I won't disagree that you can have the time of your life while broke. But this article seemed really flip, like poverty is a wacky thing you do for a while but then when you (necessarily ) get rich, you miss it. Man I'm so bummed out right now.
@Amanda Webber@facebook Yep, Columbus rules. Our Vic Village 2 bedroom is $750. I mean!
My unhelpful advice is to move to a happening midwestern city (they exist) and live like a king on $20/hr! Rent a two bedroom in a cool and walkable neighborhood with a yard and a basement! Take international trips every year!
Let us defer to Dolly: http://www.youtube.com/watch?v=xFO2qxVGRMQ
Though I've fantasized about it plenty, in the moment I've never come up with a "f-you exit" that didn't just make ME seem petty and small. Also, the world is small. The human scum that owned the restaurant where I worked in college became a client of the microfinance nonprofit where I had my first "real" job. I was glad to be able to be coolly cordial with him years later. Because I had initially planned to ohhh I don't know, set his car on fire?

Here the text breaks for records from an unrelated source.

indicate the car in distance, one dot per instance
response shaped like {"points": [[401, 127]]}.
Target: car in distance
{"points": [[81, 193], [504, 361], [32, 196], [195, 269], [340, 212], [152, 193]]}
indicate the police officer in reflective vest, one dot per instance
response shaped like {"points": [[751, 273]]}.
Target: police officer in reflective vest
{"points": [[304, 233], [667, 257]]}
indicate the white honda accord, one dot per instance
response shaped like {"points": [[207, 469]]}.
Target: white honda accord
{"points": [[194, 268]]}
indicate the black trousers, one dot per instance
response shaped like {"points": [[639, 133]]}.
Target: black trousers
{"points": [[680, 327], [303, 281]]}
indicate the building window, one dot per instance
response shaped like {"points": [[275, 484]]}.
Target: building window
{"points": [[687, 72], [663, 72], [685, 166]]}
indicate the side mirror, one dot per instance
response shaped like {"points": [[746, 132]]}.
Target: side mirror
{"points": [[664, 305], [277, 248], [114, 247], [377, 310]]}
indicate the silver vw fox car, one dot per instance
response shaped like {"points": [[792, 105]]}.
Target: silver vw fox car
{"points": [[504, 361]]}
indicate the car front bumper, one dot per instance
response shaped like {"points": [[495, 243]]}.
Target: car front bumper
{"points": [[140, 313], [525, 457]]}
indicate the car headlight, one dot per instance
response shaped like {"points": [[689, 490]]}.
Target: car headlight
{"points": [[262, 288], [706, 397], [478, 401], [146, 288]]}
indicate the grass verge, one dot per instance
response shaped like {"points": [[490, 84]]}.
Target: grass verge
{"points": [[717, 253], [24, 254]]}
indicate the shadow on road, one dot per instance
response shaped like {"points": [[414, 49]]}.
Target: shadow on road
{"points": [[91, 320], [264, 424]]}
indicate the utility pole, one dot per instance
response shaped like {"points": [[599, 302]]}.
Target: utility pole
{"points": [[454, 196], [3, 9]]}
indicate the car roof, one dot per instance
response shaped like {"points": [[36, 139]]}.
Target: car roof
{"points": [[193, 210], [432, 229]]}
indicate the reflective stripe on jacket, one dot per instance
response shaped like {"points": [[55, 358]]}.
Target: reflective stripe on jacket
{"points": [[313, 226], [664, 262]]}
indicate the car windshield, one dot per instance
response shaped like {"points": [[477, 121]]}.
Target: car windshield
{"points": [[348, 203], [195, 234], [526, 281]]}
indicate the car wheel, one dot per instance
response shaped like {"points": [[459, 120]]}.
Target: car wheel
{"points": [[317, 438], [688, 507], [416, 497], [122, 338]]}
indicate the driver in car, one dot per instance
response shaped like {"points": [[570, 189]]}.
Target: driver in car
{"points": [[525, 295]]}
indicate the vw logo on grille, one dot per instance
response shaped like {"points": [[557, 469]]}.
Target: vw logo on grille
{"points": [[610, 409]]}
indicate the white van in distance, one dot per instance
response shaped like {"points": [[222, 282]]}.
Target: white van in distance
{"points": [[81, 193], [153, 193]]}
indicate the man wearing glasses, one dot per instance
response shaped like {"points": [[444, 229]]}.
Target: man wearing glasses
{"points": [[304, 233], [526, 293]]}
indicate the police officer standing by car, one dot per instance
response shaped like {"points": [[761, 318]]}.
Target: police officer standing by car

I have never once purchased a sandwich at home.
@VolcanoMouse You sound just like me. A right wing policy institute in my state created a searchable online database of salaries for state, local, higher ed. employees. Knowing that the my parents' public employee salaries are but a few clicks away makes me really anxious for some reason? I've still never checked it.
My folks always used non-specific language when discussing money. Things that were too expensive were "not a good value", not "we can't afford that". I had a very abstract relationship with money until just a few years ago, likely because of that. I would never check my statements, hope things were fine, sometimes they were and sometimes they weren't. It didn't help that I was a waitress all through college and got paid mostly in cash. I had some cash in my wallet, some in my nightstand, some got deposited in the bank. I couldn't guess my weekly income though. Oy. My mother-in-law talks very openly about money. She asks how much we spent on things like plane tickets, for example, and discusses the monthly rent and utility bills of their seasonal condo in Florida. It used to make me uncomfortable because my family was so discrete about that stuff. I am not sure my parents were doing me any favors in that department. Occasionally my mom ends a phone call with "and save your money!" but that's it.
@Mirch No kidding. I was 23 and promised "connections".